When drafting your Will and organising your affairs after your death, it is essential to consider whom you would like to benefit from your estate.
Most people already know their primary beneficiaries (for instance: Husband/wife, then children), however many neglect to consider whom they would like to benefit in the event that their primary beneficiaries are predeceasing them or “dying before attaining a vested interest”.
Many people may not acknowledge the importance of naming more than one beneficiary, and may even consider the phrase “dies before attaining a vested interest” to be a largely unimportant, throwaway line.
However, the recent decisions in ‘In the Estate of Koppie  ACTSC 106 and Serwin v Dolso  NSWSC 370′ emphasise the importance of naming alternate beneficiaries.
Children of Beneficiaries Inheriting the Share their Parent Otherwise Would
In the Estate of Koppie dealt with a clause bequeathing the rest and residue of the deceased’s estate to her “children as shall survive me and attain the age of eighteen (18) years and if more than one in equal shares as tenants in common”. The deceased had four children, one of whom predeceased her, and the Court was left to consider, in the absence of any clause stating otherwise, whether the deceased child’s children (i.e. grandchildren) were to inherit the share their parent would have otherwise inherited.
The Court considered the operation and effect of Section 31(1) of the Wills Act 1968 (ACT). Section 31(1) states that if a testator gifts property in their Will to a beneficiary who is their child, and the beneficiary dies in their lifetime but is survived by children of their own (being the testator’s grandchild or grandchildren), and the grandchild survives the testator by 30 days unless a contrary intention appears in the Will, the grandchild is to benefit as though they were the original beneficiary.
The Court considered a possible contrary intention in the Will, and therefore the exclusion of the testator’s grandchildren as beneficiaries, in the words “to such of my children as shall survive me and attain the age of eighteen years”. It was found, however, that this was a general requirement and not evidence of a contrary intention.
Furthermore, the Court reviewed “and if more than one as equal share as tenants in common” for evidence of possible contrary intention, but found that it was not evidence of contrary intention either, and actually confirmed the operation of Section 31.
The testator’s grandchildren were therefore found to be entitled to their deceased parent’s share under the Will due to the operation of the Wills Act 1968 (ACT). Legal proceedings could have been avoided, however, if this had simply been appropriately drafted in the Will.
When a Named Beneficiary Dies Before Attaining a “Vested Interest”
Serwin v Dolso contemplated the circumstances where a beneficiary dies while the testator’s estate is still in the administration phase.
In this case, the testator left the rest and residue of his estate to his brother, and in the event that his brother predeceased him or died before attaining a vested interest, the rest and residue of his estate were to go to his niece. The testator died on 27 June 2014, probate was granted on 21 October 2014, and the brother who was to benefit died on 18 November 2014.

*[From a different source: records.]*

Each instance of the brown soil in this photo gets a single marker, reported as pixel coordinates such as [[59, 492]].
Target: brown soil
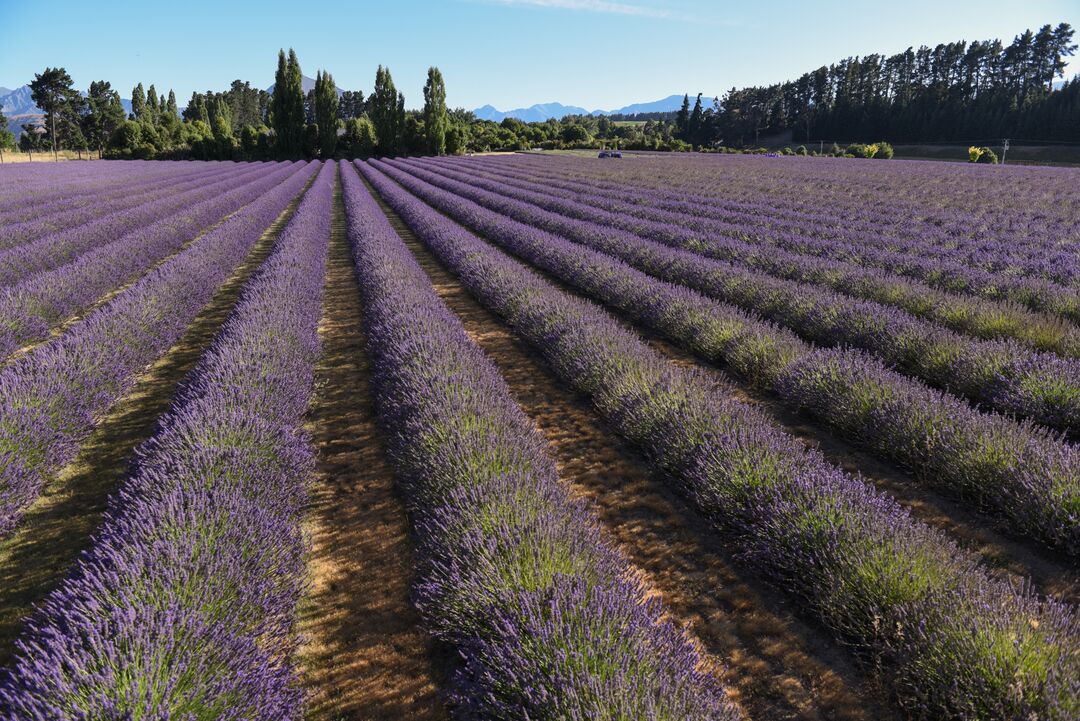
[[363, 652], [61, 327], [1004, 554], [59, 525], [777, 665]]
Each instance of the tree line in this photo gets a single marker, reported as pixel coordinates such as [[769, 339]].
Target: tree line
[[966, 92], [959, 91], [243, 122]]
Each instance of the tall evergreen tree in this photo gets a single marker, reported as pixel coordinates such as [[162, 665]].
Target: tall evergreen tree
[[683, 118], [382, 107], [105, 114], [53, 92], [138, 103], [435, 119], [151, 104], [694, 125], [326, 113], [7, 137], [286, 106]]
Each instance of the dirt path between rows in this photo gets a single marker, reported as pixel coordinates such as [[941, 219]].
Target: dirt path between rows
[[364, 655], [62, 326], [1006, 553], [778, 665], [59, 525]]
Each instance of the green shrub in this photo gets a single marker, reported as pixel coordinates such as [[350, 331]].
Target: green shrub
[[982, 155]]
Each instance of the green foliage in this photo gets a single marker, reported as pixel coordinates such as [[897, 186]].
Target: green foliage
[[387, 110], [54, 93], [359, 139], [326, 113], [286, 106], [104, 114], [435, 120], [138, 101], [7, 137], [982, 155], [310, 140], [457, 139], [575, 134], [880, 150]]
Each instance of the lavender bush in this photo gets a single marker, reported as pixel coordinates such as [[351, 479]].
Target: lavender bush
[[1020, 472], [548, 619], [1001, 375], [28, 309], [184, 607], [90, 206], [974, 315], [956, 642], [54, 249], [51, 397]]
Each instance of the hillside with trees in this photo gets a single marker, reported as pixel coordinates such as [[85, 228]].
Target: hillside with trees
[[962, 92]]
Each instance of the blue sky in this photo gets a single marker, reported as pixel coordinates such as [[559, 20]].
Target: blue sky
[[510, 53]]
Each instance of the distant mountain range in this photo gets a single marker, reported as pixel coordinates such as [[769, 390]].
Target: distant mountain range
[[544, 111], [18, 108]]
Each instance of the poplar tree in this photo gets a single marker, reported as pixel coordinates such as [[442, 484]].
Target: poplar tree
[[53, 92], [138, 101], [326, 113], [683, 118], [286, 106], [383, 108], [435, 119]]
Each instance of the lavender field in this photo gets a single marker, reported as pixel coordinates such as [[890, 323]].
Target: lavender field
[[540, 436]]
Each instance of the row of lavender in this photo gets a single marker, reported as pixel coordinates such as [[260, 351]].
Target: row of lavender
[[1023, 474], [513, 572], [964, 313], [31, 307], [185, 606], [842, 203], [90, 206], [51, 397], [1036, 293], [55, 249], [956, 643], [1001, 375], [37, 188]]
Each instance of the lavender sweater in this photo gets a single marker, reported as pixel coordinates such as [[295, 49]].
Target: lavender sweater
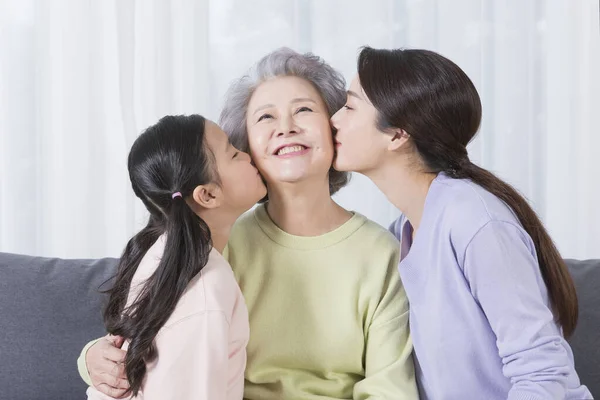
[[480, 317]]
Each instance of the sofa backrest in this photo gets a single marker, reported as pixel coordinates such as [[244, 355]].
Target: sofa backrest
[[585, 342], [49, 309]]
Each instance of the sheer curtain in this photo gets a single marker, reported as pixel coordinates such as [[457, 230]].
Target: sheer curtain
[[79, 80]]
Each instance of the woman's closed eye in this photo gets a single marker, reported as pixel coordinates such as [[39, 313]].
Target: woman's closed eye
[[303, 109], [264, 116]]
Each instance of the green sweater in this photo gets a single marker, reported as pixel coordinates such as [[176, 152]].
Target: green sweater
[[328, 315]]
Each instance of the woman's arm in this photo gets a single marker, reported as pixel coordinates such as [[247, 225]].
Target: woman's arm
[[503, 273]]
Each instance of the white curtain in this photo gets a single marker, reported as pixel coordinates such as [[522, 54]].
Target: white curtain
[[80, 79]]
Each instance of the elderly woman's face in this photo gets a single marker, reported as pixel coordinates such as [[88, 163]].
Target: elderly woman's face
[[289, 132]]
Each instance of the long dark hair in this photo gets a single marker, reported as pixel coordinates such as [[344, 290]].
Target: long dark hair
[[435, 102], [170, 156]]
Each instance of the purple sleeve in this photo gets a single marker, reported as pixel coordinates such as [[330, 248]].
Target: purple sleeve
[[504, 276]]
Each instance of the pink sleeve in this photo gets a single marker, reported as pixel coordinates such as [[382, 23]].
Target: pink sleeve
[[192, 360]]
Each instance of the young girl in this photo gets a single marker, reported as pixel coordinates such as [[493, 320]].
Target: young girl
[[491, 300], [175, 299]]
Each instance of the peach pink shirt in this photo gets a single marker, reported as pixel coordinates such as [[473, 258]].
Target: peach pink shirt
[[202, 346]]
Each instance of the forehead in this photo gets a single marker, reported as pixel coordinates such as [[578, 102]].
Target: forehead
[[215, 137], [284, 89]]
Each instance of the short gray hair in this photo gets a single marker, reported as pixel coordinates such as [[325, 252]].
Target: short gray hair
[[284, 61]]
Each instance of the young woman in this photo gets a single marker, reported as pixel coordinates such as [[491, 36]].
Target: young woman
[[175, 300], [491, 299], [328, 314]]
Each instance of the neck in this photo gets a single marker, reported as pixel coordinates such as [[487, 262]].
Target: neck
[[305, 208], [405, 189], [220, 228]]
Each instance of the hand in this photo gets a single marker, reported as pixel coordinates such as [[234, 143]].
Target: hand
[[105, 363]]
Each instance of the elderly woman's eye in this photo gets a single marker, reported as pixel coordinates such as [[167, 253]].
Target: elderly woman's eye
[[264, 116], [301, 109]]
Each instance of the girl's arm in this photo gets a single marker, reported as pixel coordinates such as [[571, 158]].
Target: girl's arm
[[504, 276]]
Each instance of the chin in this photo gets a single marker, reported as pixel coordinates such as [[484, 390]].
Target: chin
[[340, 165]]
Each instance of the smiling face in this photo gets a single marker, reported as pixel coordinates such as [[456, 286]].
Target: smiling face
[[289, 132]]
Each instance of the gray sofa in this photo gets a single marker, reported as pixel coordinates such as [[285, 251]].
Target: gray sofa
[[49, 309]]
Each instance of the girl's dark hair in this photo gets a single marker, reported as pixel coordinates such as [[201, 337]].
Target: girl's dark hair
[[169, 157], [435, 102]]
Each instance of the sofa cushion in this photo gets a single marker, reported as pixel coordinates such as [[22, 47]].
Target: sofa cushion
[[585, 342], [49, 309]]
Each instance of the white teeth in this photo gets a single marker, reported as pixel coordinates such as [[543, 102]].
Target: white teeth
[[289, 149]]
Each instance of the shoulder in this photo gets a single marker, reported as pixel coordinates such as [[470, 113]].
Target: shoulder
[[376, 236], [465, 207]]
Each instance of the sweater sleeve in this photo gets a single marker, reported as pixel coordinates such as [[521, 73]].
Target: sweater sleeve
[[389, 368], [81, 365], [504, 276]]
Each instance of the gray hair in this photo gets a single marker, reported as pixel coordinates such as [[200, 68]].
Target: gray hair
[[283, 62]]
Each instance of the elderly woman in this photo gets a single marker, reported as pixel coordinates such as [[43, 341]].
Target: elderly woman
[[328, 315]]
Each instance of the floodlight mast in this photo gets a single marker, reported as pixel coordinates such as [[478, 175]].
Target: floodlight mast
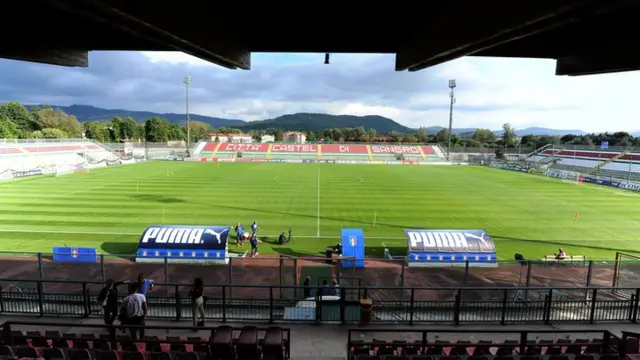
[[452, 85], [187, 82]]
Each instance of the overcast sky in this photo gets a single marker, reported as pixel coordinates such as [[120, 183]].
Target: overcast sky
[[490, 92]]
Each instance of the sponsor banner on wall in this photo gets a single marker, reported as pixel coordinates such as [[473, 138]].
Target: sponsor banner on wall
[[5, 175], [444, 248], [184, 243], [634, 187], [21, 174], [384, 149], [97, 165], [294, 148]]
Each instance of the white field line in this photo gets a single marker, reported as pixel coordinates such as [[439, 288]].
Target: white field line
[[140, 233], [318, 211]]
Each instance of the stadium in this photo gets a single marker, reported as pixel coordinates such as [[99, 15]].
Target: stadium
[[378, 248]]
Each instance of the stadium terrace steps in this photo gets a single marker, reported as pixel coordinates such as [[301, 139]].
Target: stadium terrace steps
[[596, 168], [620, 165], [27, 154], [323, 151]]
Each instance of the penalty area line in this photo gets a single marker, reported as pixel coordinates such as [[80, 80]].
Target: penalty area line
[[140, 233]]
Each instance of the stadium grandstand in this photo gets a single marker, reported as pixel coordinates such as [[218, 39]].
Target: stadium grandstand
[[621, 164], [211, 151], [51, 156]]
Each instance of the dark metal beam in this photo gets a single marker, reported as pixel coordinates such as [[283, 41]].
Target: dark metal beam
[[607, 61], [111, 17], [62, 57], [472, 26]]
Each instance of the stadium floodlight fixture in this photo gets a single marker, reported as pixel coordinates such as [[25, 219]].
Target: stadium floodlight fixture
[[187, 82], [452, 85]]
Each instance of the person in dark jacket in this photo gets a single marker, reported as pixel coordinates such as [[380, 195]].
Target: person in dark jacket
[[307, 287], [108, 298], [197, 302]]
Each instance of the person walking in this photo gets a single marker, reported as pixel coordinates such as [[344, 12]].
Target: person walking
[[197, 302], [108, 298], [134, 310]]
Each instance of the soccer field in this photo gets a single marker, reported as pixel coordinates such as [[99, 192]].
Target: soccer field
[[109, 208]]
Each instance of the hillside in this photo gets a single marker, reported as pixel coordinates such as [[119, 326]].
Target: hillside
[[319, 122], [300, 121], [92, 113]]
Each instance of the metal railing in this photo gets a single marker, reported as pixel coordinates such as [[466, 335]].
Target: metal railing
[[11, 335], [525, 341], [462, 305], [393, 273]]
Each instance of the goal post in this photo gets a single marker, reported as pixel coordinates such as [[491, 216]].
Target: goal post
[[625, 272], [60, 171]]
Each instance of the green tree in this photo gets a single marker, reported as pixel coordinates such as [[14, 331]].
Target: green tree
[[442, 136], [35, 135], [156, 130], [129, 129], [176, 132], [8, 129], [19, 115], [200, 130], [96, 131], [311, 136], [422, 135], [278, 135], [116, 129], [58, 119], [484, 136], [509, 137], [52, 133]]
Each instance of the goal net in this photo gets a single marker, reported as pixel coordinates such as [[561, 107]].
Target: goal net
[[66, 170], [625, 274]]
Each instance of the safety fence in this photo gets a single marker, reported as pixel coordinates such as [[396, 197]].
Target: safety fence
[[549, 305], [394, 274]]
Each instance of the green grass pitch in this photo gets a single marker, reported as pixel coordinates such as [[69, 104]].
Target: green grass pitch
[[109, 208]]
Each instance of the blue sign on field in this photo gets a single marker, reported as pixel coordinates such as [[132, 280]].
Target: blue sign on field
[[183, 243], [353, 248], [428, 247], [79, 255]]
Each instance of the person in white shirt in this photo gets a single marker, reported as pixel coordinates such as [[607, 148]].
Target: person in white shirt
[[134, 310]]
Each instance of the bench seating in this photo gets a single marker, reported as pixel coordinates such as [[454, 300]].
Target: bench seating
[[568, 260]]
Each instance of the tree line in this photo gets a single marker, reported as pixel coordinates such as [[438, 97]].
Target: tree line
[[18, 122]]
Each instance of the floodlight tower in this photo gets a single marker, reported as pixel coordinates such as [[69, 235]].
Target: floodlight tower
[[187, 82], [452, 85]]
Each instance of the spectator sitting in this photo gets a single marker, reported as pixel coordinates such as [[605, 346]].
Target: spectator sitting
[[561, 255], [336, 288], [134, 310], [144, 285], [108, 298], [307, 287], [326, 290]]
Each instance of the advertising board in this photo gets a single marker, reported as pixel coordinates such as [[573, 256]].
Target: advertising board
[[184, 244], [446, 248]]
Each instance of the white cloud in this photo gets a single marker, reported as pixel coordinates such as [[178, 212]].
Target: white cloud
[[490, 91]]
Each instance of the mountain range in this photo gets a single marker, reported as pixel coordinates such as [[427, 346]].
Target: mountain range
[[299, 121]]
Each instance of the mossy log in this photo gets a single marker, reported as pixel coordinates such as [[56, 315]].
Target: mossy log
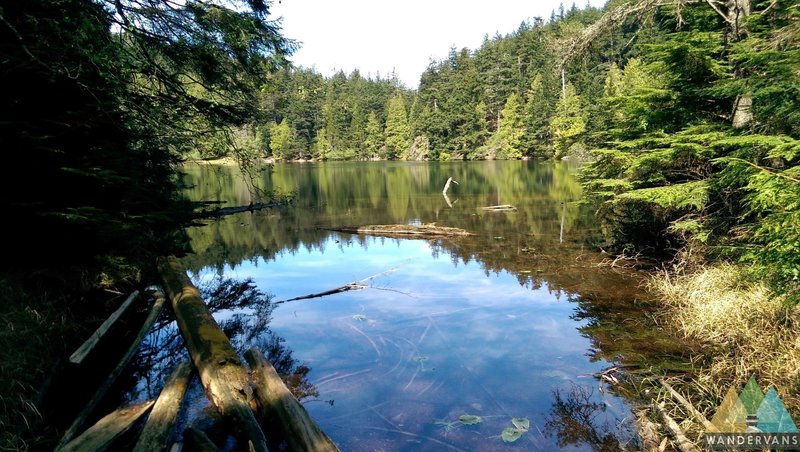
[[83, 351], [429, 230], [225, 380], [158, 428], [197, 441], [115, 373], [224, 211], [278, 407], [101, 435], [500, 208]]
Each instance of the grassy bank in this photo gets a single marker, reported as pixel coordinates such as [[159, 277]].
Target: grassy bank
[[44, 318], [744, 330]]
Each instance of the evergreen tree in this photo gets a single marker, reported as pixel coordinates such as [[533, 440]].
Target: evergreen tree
[[281, 138], [398, 132], [511, 129], [373, 142], [567, 124]]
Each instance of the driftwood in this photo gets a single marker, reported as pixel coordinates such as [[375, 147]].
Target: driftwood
[[340, 289], [102, 434], [83, 351], [684, 444], [500, 208], [225, 380], [223, 211], [158, 429], [429, 230], [112, 377], [197, 440], [689, 407], [355, 285], [277, 406], [447, 185]]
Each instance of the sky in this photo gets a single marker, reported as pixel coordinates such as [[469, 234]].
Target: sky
[[379, 36]]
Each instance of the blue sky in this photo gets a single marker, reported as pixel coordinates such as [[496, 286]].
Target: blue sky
[[377, 36]]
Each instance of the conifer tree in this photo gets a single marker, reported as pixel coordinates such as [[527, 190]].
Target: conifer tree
[[398, 132], [280, 140], [373, 143], [511, 129], [568, 124]]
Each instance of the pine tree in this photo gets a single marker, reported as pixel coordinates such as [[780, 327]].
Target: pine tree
[[398, 132], [280, 140], [568, 124], [373, 143], [511, 129]]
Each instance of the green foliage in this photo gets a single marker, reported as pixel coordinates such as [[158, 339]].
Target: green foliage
[[281, 137], [568, 123], [398, 132], [103, 98], [511, 129], [373, 143]]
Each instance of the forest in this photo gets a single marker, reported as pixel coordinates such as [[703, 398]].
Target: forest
[[685, 112], [687, 109]]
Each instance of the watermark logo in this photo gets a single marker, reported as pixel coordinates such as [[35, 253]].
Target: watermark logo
[[752, 420]]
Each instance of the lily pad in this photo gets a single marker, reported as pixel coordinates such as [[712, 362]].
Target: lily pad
[[470, 419], [521, 423], [510, 435]]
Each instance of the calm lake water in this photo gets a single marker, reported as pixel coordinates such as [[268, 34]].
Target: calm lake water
[[512, 322]]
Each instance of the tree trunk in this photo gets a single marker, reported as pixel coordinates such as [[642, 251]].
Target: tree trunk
[[224, 378], [101, 435], [112, 377], [738, 10], [278, 407], [158, 429]]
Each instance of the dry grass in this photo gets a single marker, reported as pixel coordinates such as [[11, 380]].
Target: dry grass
[[746, 331]]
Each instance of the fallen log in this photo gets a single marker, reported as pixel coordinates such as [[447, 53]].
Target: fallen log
[[101, 435], [500, 208], [277, 406], [225, 380], [197, 441], [112, 377], [689, 407], [447, 186], [83, 351], [224, 211], [429, 230], [355, 285], [684, 444], [340, 289], [158, 428]]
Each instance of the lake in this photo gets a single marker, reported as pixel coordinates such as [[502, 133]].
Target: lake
[[495, 341]]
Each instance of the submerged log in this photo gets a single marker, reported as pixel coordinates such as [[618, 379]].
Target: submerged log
[[277, 406], [447, 186], [683, 443], [689, 407], [158, 429], [224, 211], [112, 377], [102, 434], [225, 380], [500, 208], [83, 351], [429, 230]]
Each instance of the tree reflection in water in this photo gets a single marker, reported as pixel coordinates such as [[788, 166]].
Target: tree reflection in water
[[575, 419], [244, 313]]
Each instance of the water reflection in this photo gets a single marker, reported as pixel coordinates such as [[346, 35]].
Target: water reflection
[[576, 419], [488, 325]]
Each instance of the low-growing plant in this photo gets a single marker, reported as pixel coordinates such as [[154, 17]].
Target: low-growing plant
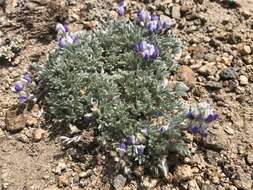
[[112, 80]]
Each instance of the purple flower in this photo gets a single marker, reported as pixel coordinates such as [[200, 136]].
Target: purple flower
[[163, 129], [211, 117], [148, 51], [18, 87], [144, 131], [66, 28], [122, 148], [154, 17], [195, 130], [140, 149], [143, 16], [190, 115], [62, 28], [67, 41], [23, 99], [27, 78], [131, 140], [121, 8], [152, 25]]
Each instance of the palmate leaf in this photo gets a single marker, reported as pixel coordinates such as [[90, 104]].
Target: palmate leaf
[[128, 90]]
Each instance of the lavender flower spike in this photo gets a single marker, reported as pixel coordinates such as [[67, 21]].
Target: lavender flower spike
[[143, 16], [148, 51], [62, 29], [68, 40], [18, 87], [22, 99], [140, 149], [27, 78], [121, 8], [122, 148]]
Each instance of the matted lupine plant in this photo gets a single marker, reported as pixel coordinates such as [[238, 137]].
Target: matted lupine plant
[[112, 80]]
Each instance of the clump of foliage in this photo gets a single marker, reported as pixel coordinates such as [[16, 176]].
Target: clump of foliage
[[112, 80]]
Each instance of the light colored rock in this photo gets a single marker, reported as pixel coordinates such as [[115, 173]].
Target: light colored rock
[[60, 167], [14, 121], [119, 182], [149, 183], [175, 12], [192, 185], [208, 69], [39, 134], [63, 181], [249, 158], [183, 173], [243, 80], [246, 50], [187, 75], [23, 138], [85, 174]]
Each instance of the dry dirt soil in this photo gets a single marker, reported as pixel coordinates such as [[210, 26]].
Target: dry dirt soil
[[216, 63]]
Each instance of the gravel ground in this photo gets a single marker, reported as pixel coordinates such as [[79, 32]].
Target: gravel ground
[[216, 64]]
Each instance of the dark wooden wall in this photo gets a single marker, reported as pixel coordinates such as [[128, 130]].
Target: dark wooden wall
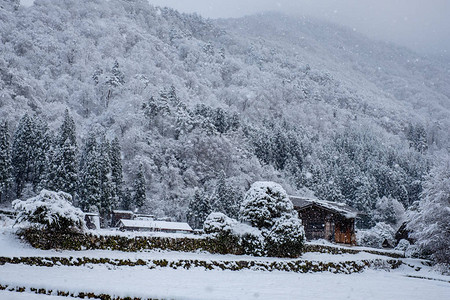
[[321, 223]]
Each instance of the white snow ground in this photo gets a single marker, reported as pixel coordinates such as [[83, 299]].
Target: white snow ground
[[198, 283]]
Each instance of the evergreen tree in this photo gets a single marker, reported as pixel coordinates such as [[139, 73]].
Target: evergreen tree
[[139, 196], [62, 172], [198, 210], [127, 199], [117, 78], [108, 196], [225, 198], [30, 145], [430, 224], [90, 184], [116, 168], [42, 144], [5, 162]]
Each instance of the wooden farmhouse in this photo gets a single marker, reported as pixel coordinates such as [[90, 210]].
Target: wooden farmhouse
[[92, 220], [328, 220], [118, 215]]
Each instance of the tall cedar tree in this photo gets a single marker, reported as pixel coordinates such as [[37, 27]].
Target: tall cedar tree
[[90, 187], [198, 210], [62, 172], [116, 168], [5, 162], [139, 188], [30, 145], [108, 197]]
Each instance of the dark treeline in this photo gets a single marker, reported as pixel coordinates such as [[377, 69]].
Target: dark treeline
[[35, 158]]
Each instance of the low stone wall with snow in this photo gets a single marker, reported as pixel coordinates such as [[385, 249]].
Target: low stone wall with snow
[[70, 241], [298, 266]]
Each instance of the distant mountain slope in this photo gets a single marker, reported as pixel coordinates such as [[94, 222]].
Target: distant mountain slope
[[202, 103], [385, 76]]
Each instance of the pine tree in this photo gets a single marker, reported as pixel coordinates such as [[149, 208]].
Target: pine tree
[[198, 210], [62, 172], [116, 168], [430, 224], [5, 162], [90, 185], [139, 188], [30, 145], [117, 78], [225, 198], [108, 197], [127, 199]]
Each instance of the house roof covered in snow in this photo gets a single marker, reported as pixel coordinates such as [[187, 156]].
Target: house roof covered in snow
[[156, 225], [117, 211], [337, 207]]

The Court found that the phrase “dies before attaining a vested interest” means dies “before the estate is fully administered and available to be distributed”. The term “died before attaining a vested interest” therefore means that the beneficiary is not to be treated as having a vested interest simply because they survived the testator.
So the niece was entitled to the residue of the testator’s estate as a beneficiary in place of the testator’s brother.
In summary, planning for how you would like your estate to be administered, and particularly whom you would like to benefit from your estate after your death is incredibly important. It is vital that you consider all future possibilities, and think about whom you would like to benefit from your estate as alternate or secondary beneficiaries if your original beneficiaries are not able to benefit.
Making sure your Will is drafted properly, can prevent drawn-out litigation over your estate in the future, and ensure that your estate is administered smoothly and according to your wishes.